There were statistically significant P. falciparum differential infection rates among chromosomal forms and trends among chromosome inversions. Mopti had the highest CSP positivity (30.4%), followed by Savanna (15.1%) and Bamako (9.2%) forms. The data presented here indicated that Mopti chromosomal forms (2Rbc/u) were more likely to be positive for P. falciparum CSP. A previous study in Kenya identified a significant association between the total number of inversions and a decreased likelihood for P. falciparum infection . Data presented here did not show this specific association to be statistically significant, but standard chromosomal arrangements tended to increase the likelihood of being CSP positive. In particular, in Kela where the Bamako form was dominant and least likely to be positive, mosquitoes with standard or heterozygous arrangements were more likely to be CSP positive than mosquitoes homozygous for 2Rjcu and 2Rjbcu (Bamako form) (Table 3).
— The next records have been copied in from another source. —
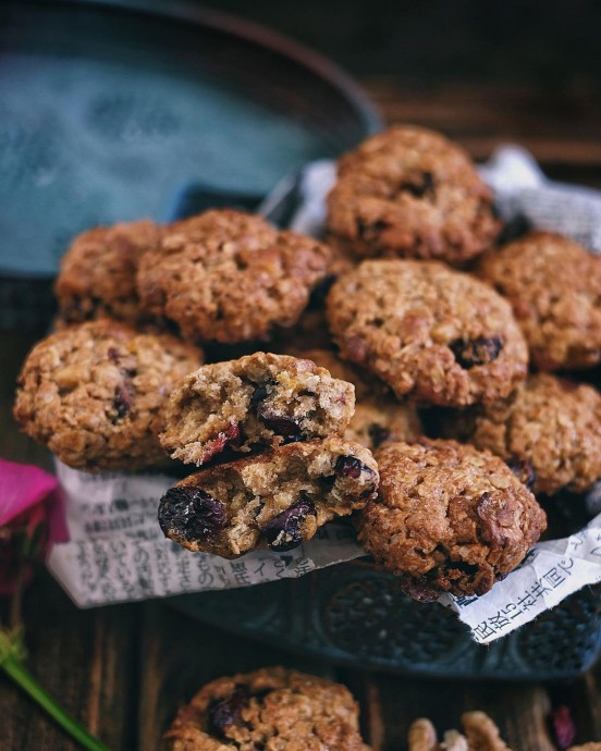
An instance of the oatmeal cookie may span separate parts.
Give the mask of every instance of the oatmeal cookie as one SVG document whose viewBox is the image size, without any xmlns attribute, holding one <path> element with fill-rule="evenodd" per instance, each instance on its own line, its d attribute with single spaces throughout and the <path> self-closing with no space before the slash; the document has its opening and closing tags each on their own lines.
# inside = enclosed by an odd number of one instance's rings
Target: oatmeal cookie
<svg viewBox="0 0 601 751">
<path fill-rule="evenodd" d="M 183 547 L 223 558 L 258 545 L 287 551 L 363 508 L 377 488 L 364 446 L 336 436 L 289 443 L 182 480 L 161 498 L 159 524 Z"/>
<path fill-rule="evenodd" d="M 490 403 L 527 374 L 528 350 L 507 301 L 436 261 L 364 261 L 333 284 L 328 320 L 342 357 L 400 398 Z"/>
<path fill-rule="evenodd" d="M 169 394 L 201 361 L 199 349 L 169 334 L 108 319 L 75 324 L 29 353 L 14 417 L 76 469 L 165 464 L 158 433 Z"/>
<path fill-rule="evenodd" d="M 136 323 L 136 271 L 140 256 L 159 244 L 161 227 L 149 220 L 100 226 L 75 237 L 54 285 L 68 323 L 115 318 Z"/>
<path fill-rule="evenodd" d="M 432 723 L 419 717 L 409 727 L 408 751 L 511 751 L 496 725 L 483 712 L 465 712 L 462 725 L 465 735 L 446 730 L 441 744 Z"/>
<path fill-rule="evenodd" d="M 359 540 L 416 600 L 485 594 L 545 529 L 535 496 L 489 452 L 422 440 L 376 459 L 380 491 L 359 514 Z"/>
<path fill-rule="evenodd" d="M 293 325 L 328 273 L 330 249 L 222 209 L 179 222 L 138 268 L 144 309 L 192 340 L 234 343 Z"/>
<path fill-rule="evenodd" d="M 457 144 L 396 126 L 339 161 L 328 227 L 357 256 L 459 263 L 490 247 L 501 225 L 490 189 Z"/>
<path fill-rule="evenodd" d="M 601 361 L 601 258 L 562 235 L 531 232 L 485 256 L 478 274 L 510 300 L 538 368 Z"/>
<path fill-rule="evenodd" d="M 601 478 L 601 394 L 549 373 L 530 376 L 508 399 L 447 415 L 445 435 L 530 466 L 535 493 L 580 493 Z"/>
<path fill-rule="evenodd" d="M 172 751 L 369 751 L 348 689 L 267 667 L 207 684 L 165 734 Z"/>
<path fill-rule="evenodd" d="M 258 352 L 187 376 L 171 394 L 160 440 L 174 459 L 200 466 L 225 446 L 342 435 L 354 408 L 351 383 L 310 360 Z"/>
<path fill-rule="evenodd" d="M 355 386 L 355 414 L 344 433 L 347 441 L 375 450 L 388 441 L 412 442 L 422 435 L 415 405 L 398 402 L 387 394 L 381 383 L 369 383 L 358 368 L 341 360 L 333 352 L 306 349 L 298 356 L 317 362 L 335 378 L 349 381 Z"/>
</svg>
A number of studies have examined associations of chromosomal polymorphisms with malaria infection. A small region of chromosome 2 L has been associated with infection susceptibility, regardless of P. falciparum genotype . Genes within this region encode for melanization or parasite encapsulation . Within the 2La region, the APL1 gene, which encodes for natural resistance to P. falciparum, exhibited extremely low genetic diversity within the M molecular form, but high diversity in the S molecular form that may have arisen from larval infection [26, 35]. Alternatively, higher diversity at the APL1 locus in the S molecular form may be associated with a more diverse array of responses to P. falciparum and reduced susceptibility to infection. Similar results were identified within the anti-parasite and anti-bacterial gene TEP1r. Specifically, TEP1r was diverged between the M and S molecular forms and one variant showed a strong association with resistance to infection with a rodent malaria parasite and with P. falciparum. Additional studies comparing An. gambiae molecular and chromosomal forms with P. falciparum infection that incorporate An. gambiae speciation, genetic diversity at immune loci (e.g., TEP1r, APL1, Toll5B) as well as larger temporal and spatial scales may help to extend findings reported in this study.